Before they could reach me, I put my blade in my teeth, got on my hands and knees, and scrambled forward, right past the pursuit and toward the big pig corral. The light from the first torch barely missed me. I was amazed that none of the orcs managed to spot me as they ran past me. But then, they wasn’t looking for someone doing his best impression of a sprinting tortoise—they was looking for an elven raider, and judging by the tone of their cries, they was terrified that they was going to find one.

I slipped between the two ropes and disappeared into the herd of giant pigs. But with all the ruckus nearby, the boars was snorting and stirring, and as I ran past one monstrosity, it grunted and reluctantly pushed itself to its feet. The whole damn herd was waking! While useful in that they would hide me from the orcs for the moment, the problem with hiding in the midst of the bastards was that any one of the ornery beasts could quite easily do for me.

I ran my left thumb over the engravings on the fifth stone and eyed the general direction where it needed to go. Did I dare just throw it and hope it landed face down? What would happen if it didn’t? Would the spell work anyhow? I wished I’d thought to ask the elf, but there was nothing to do about it now.

SQUEEEEEEE! An outraged squeal erupted right in my ear. It made me jump and very nearly caused me to drop the stone. I spun around and saw a huge warboar straining at the heavy chain that held him in place, tossing his neckless head furiously back and forth as he tried to get at me.

That settled it. I couldn’t stay here anymore, not without getting torn to bits and trampled, and I could see from the torches that the guards had fanned out beyond the perimeter.
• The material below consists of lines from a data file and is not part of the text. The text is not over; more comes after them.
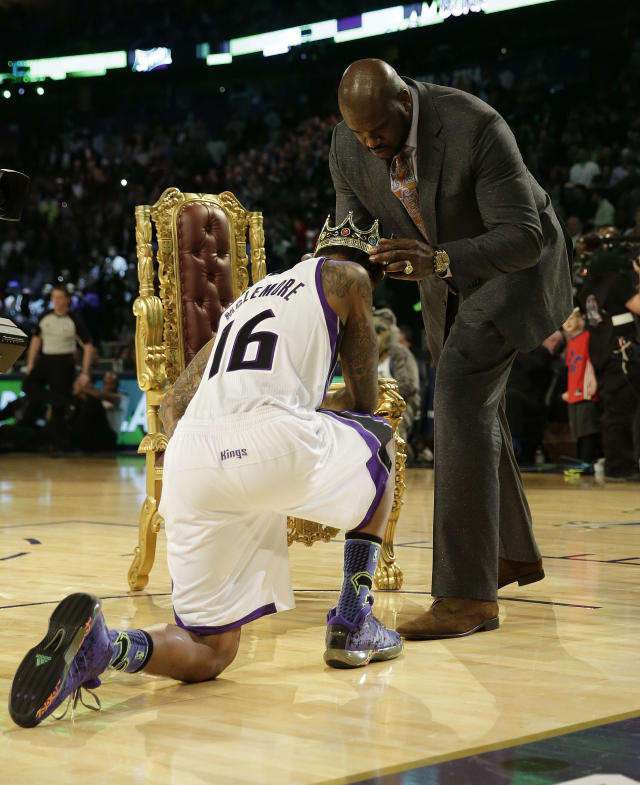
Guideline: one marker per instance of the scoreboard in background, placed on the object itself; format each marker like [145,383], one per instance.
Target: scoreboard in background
[134,424]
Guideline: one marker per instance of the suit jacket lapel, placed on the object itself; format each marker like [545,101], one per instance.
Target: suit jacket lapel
[430,157]
[395,216]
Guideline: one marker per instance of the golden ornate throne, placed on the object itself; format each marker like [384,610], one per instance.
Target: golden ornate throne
[200,267]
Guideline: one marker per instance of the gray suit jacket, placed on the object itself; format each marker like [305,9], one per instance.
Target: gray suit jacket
[508,251]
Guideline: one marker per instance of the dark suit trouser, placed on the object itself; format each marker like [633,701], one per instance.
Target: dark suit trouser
[480,509]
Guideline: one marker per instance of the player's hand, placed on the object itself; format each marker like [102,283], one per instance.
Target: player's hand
[404,259]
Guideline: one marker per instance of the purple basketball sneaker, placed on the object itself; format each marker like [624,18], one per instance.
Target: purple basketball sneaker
[357,643]
[75,650]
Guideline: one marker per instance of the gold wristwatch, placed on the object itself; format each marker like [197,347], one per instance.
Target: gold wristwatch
[441,261]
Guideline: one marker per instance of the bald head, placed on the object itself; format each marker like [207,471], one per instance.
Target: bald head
[368,82]
[376,105]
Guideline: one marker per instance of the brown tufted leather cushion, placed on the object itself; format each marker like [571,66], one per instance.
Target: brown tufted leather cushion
[205,273]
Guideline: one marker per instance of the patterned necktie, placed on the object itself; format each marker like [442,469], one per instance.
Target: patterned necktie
[404,186]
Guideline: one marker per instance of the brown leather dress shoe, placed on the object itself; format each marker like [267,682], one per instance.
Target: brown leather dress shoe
[522,571]
[451,617]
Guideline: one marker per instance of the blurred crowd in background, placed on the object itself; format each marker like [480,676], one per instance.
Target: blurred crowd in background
[574,109]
Two or three of them was even starting to approach the pen, alerted by the angry rumblings from the herd. Could I just run past them, trusting the night to hide me from them? That seemed unlikely, especially once I got outside the wildly unsafe protection of the herd and they could hear me running. What I needed was a distraction.
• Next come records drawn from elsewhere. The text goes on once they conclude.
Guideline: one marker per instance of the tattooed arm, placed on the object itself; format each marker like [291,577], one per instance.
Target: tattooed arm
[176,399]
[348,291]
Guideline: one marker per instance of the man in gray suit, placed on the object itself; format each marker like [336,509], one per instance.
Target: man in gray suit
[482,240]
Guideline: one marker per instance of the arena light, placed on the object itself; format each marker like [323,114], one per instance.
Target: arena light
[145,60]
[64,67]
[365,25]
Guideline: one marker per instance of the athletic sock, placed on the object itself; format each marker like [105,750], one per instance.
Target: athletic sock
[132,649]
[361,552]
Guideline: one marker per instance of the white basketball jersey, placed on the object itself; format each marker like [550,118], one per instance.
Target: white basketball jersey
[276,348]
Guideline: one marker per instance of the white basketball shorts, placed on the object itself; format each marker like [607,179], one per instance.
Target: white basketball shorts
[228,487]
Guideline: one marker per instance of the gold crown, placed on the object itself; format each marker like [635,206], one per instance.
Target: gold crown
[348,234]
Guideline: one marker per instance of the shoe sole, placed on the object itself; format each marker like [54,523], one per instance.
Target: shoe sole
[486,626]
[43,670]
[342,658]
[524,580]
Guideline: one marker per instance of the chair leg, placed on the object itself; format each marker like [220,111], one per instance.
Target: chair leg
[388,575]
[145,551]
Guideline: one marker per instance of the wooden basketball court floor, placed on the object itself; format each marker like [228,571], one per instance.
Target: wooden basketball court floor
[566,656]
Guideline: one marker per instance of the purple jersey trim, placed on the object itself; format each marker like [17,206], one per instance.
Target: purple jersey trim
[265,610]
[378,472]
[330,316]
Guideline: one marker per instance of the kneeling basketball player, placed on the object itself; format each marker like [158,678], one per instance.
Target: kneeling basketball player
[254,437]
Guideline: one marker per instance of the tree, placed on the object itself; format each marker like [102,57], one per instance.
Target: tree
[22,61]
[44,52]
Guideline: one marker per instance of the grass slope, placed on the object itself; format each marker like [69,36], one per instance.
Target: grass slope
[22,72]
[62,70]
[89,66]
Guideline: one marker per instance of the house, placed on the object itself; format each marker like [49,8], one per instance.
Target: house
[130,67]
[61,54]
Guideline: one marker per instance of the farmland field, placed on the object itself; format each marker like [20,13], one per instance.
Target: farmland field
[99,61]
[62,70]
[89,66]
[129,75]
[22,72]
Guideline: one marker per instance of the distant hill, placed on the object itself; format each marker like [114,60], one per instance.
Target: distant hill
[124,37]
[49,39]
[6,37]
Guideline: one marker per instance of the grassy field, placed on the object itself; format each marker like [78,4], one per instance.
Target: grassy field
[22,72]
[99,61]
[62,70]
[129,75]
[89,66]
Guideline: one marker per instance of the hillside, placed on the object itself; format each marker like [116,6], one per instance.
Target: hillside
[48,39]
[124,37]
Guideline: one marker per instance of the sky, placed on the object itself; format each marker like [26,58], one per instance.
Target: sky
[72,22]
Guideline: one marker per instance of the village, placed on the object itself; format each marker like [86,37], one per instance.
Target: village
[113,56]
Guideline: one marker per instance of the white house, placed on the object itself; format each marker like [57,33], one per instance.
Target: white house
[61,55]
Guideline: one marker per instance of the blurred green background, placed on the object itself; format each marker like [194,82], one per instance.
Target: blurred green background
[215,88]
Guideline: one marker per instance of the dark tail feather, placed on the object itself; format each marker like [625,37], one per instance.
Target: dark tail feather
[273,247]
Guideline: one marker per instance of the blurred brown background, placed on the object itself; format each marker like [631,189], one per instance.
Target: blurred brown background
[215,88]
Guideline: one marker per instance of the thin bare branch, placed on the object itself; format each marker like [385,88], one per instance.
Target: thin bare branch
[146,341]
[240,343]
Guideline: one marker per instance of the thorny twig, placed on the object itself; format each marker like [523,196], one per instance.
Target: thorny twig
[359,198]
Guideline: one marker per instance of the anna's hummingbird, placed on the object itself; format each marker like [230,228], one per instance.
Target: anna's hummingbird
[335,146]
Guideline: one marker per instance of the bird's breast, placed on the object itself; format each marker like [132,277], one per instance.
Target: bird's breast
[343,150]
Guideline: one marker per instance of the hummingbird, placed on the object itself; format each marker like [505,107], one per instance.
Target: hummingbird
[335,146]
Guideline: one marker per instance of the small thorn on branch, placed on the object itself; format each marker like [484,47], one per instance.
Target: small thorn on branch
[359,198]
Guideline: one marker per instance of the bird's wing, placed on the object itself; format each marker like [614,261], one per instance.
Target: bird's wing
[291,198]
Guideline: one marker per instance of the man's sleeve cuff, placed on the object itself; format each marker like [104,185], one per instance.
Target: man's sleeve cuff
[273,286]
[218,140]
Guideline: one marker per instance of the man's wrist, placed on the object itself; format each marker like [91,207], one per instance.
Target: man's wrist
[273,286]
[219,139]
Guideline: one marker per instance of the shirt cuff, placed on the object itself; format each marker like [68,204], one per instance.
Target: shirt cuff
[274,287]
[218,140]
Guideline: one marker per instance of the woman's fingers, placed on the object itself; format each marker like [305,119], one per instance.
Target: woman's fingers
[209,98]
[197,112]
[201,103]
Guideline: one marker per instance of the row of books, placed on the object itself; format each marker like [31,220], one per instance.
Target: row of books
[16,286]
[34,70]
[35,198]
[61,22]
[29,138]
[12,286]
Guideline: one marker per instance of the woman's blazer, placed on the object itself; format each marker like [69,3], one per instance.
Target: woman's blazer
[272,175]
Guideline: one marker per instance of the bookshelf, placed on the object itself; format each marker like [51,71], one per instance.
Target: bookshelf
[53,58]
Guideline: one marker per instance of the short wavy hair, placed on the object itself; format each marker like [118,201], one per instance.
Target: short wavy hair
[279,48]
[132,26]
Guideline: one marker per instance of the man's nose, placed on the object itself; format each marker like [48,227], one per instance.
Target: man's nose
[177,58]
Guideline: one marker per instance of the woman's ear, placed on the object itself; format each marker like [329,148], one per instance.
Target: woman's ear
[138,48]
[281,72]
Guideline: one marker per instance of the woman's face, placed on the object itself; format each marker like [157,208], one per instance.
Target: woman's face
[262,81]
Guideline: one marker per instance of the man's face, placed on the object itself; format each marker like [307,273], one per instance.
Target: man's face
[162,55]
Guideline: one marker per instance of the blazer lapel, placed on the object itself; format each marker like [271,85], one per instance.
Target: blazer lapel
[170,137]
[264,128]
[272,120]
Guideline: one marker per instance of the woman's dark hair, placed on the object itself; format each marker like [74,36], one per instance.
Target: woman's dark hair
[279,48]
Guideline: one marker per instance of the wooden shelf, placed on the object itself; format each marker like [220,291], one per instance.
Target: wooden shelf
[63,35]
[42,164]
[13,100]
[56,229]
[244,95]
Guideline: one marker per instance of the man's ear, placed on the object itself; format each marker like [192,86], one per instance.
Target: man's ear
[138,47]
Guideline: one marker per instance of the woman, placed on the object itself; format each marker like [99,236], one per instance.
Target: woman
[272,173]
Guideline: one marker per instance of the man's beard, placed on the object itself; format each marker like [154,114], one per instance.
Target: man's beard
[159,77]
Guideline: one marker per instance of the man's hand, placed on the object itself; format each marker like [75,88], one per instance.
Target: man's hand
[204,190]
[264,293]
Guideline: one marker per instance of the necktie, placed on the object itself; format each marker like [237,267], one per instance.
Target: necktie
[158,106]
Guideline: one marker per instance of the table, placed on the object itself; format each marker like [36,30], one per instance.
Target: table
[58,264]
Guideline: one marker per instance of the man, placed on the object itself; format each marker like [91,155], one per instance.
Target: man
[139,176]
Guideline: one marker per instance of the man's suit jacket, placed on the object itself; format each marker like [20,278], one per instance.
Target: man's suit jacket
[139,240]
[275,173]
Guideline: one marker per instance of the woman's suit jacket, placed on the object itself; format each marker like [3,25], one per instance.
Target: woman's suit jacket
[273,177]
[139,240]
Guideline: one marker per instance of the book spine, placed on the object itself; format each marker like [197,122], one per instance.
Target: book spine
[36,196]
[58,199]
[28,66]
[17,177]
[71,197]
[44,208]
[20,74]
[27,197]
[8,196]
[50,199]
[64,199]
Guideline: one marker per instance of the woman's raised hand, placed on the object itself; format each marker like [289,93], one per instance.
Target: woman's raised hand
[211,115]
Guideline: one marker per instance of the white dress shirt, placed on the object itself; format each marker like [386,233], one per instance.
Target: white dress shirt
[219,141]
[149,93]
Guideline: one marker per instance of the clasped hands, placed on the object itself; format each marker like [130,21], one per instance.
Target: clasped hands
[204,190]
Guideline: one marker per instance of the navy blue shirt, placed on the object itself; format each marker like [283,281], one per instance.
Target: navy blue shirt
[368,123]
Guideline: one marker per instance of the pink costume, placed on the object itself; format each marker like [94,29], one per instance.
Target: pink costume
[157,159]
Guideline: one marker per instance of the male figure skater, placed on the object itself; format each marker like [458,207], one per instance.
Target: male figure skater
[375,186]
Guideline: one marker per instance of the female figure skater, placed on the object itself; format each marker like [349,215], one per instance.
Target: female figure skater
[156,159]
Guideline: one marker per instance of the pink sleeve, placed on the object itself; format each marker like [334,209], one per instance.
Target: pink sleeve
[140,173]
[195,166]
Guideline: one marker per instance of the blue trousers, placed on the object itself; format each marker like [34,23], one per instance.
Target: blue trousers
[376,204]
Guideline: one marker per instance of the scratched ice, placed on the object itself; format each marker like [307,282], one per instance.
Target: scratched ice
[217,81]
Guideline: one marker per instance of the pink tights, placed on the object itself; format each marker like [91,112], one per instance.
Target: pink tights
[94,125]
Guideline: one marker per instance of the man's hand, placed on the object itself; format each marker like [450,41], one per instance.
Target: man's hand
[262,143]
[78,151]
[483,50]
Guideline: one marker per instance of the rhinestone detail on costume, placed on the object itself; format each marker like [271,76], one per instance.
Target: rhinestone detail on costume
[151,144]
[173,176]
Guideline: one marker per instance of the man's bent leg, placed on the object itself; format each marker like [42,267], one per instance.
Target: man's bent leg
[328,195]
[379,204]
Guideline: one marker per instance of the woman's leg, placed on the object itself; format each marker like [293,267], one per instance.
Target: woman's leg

I looked at the giant hog straining violently at his chain, his mad yellow eyes promising me a painful, messy death if only he could break loose, and I realized that the orcs probably had some kind of release mechanism attaching the chain to the spikes driven into the ground.
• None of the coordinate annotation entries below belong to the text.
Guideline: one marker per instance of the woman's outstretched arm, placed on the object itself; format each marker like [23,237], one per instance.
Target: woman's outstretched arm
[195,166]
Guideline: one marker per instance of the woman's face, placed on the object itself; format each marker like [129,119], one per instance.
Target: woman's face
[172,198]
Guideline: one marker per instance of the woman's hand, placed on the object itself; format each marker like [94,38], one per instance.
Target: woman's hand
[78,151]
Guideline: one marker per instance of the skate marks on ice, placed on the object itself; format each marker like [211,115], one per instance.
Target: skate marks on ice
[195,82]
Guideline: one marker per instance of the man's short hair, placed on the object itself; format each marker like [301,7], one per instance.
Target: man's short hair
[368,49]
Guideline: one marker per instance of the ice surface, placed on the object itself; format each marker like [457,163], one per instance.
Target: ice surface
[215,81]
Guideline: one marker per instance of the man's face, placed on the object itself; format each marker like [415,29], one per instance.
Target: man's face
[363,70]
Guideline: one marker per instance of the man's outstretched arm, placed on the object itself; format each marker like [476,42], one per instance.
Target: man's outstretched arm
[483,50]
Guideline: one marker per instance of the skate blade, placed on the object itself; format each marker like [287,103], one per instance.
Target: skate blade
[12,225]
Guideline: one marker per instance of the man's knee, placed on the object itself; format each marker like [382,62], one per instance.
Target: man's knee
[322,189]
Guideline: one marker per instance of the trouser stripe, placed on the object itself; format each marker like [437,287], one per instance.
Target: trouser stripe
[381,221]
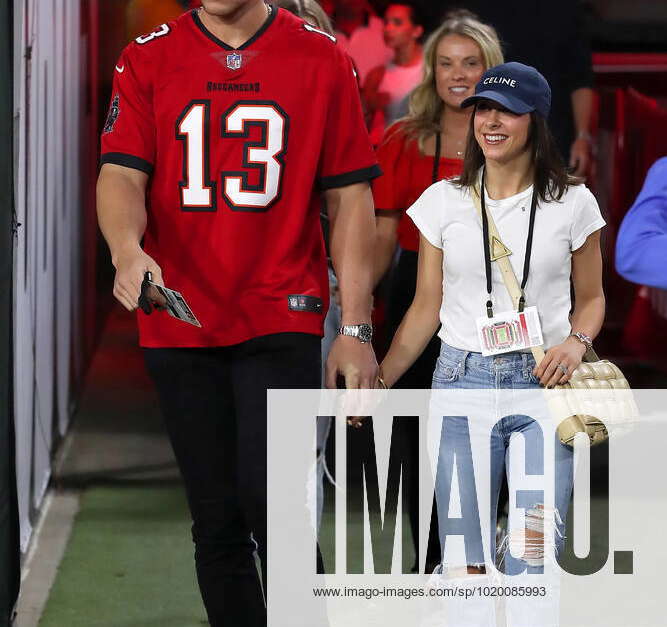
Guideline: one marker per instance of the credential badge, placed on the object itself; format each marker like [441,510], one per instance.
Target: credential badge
[112,116]
[234,61]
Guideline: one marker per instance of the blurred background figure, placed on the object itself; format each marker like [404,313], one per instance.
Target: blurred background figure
[425,146]
[359,31]
[552,37]
[641,247]
[311,11]
[387,87]
[144,15]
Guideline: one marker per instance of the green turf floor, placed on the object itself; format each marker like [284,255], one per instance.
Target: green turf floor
[129,563]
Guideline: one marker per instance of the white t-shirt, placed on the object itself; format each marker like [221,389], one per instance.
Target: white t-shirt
[448,219]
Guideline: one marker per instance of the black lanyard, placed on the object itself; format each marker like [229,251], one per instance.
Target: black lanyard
[436,159]
[487,249]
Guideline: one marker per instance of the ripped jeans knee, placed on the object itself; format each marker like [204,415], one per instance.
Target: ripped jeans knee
[541,538]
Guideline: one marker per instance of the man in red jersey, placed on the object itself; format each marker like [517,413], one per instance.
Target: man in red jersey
[225,127]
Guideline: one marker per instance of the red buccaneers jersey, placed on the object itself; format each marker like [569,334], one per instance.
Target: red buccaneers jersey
[238,143]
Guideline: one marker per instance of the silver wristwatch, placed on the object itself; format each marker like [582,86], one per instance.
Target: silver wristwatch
[583,338]
[363,332]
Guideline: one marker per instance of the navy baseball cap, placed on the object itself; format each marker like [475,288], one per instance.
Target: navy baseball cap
[517,87]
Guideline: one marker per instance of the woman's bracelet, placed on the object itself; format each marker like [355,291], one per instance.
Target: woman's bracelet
[381,380]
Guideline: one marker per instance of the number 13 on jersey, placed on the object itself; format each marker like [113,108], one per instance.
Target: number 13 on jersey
[265,155]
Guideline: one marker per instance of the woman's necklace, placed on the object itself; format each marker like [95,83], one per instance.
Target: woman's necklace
[459,146]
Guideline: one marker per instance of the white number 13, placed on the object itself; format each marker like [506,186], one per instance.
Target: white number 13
[265,155]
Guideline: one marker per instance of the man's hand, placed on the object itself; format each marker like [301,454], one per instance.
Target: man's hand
[580,156]
[131,265]
[353,360]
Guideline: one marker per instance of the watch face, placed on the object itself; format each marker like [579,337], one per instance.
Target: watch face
[365,332]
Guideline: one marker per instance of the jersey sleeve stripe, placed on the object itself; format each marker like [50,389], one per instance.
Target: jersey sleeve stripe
[349,178]
[129,161]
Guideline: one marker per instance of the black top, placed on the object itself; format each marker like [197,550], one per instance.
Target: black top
[552,37]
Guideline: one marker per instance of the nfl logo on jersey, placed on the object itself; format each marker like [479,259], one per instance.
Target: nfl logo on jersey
[234,61]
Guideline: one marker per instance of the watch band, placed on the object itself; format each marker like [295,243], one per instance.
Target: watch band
[583,338]
[363,332]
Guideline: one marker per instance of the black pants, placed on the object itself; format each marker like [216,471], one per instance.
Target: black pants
[419,376]
[214,406]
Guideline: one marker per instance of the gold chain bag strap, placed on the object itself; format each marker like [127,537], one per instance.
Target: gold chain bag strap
[597,396]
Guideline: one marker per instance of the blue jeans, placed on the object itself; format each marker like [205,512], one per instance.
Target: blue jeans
[490,421]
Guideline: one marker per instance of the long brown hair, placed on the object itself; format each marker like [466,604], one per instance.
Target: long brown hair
[551,176]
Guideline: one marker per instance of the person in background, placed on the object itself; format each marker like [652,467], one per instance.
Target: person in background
[551,223]
[144,15]
[552,36]
[641,247]
[360,33]
[422,148]
[387,87]
[311,11]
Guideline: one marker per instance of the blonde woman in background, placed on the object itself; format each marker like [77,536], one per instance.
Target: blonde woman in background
[310,11]
[425,146]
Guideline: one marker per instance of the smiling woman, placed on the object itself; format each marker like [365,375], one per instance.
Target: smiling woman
[424,147]
[551,223]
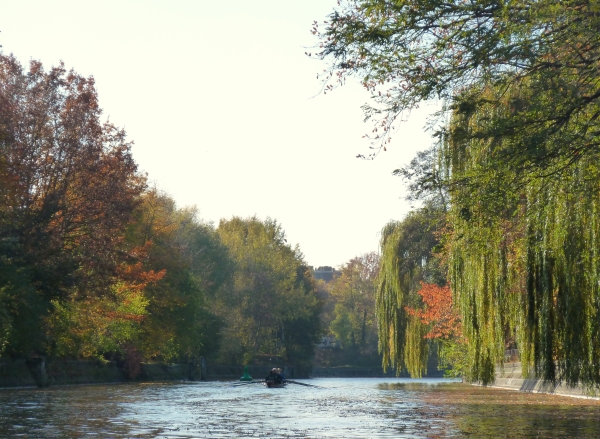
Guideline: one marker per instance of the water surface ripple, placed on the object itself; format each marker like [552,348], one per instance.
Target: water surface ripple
[338,408]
“Not you, you bristled waste of bacon,” I hissed at the furious boar, looking around for a less obviously angry animal. There was three nearby that still appeared to be sleeping soundly despite the commotion, so I carefully edged over toward the closest and prayed the monster wouldn’t wake up as I crouched down and reached out for its chain. I ran my hand lightly, following it down toward the ground until I encountered a crude hook that was attached to a circle welded on the top of the iron spike. The hook was loose and easily slipped, so easily that my heart skipped a beat when I realized that it was only dumb luck that all of them had held thus far.

So far, so good. Now for the truly risky part. I took a deep breath then kicked the slumbering brute as hard as I could in the hamhocks. The boar didn’t even move. Astonished, I kicked it again. This time, it grunted in feeble protest, sounding for all the world like Fat Pierre on a cold morning.

Salty bloody pork! I could hear shouts coming from the camp to the south now, about half the animals in the pen was bellowing in full throat, and this lazy bastard of a pig couldn’t even bother to get up. Too angry to be frightened, I booted the boar in its fat arse one more time, and the third time paid for all. The boar came alive and exploded from the ground like a bolt being loosed from a ballista. No sooner was it on its hooves than it crashed into two other boars in front of it. Both of them took extreme exception to the intrusion, squealing and shrieking as if they’d been possessed by all the demons of the Gerasenes.

I took the opportunity to sprint in the general direction I guessed the fifth stone had to go, narrowly avoiding having my coolies ripped off by a pair of tusks before being sent sprawling to the ground by a hairy boar shoulder that felt like a mountain. I rolled to my feet and kept running, desperately hoping to get past the enraged animals before one of them could carve me open or catch me in its jaws.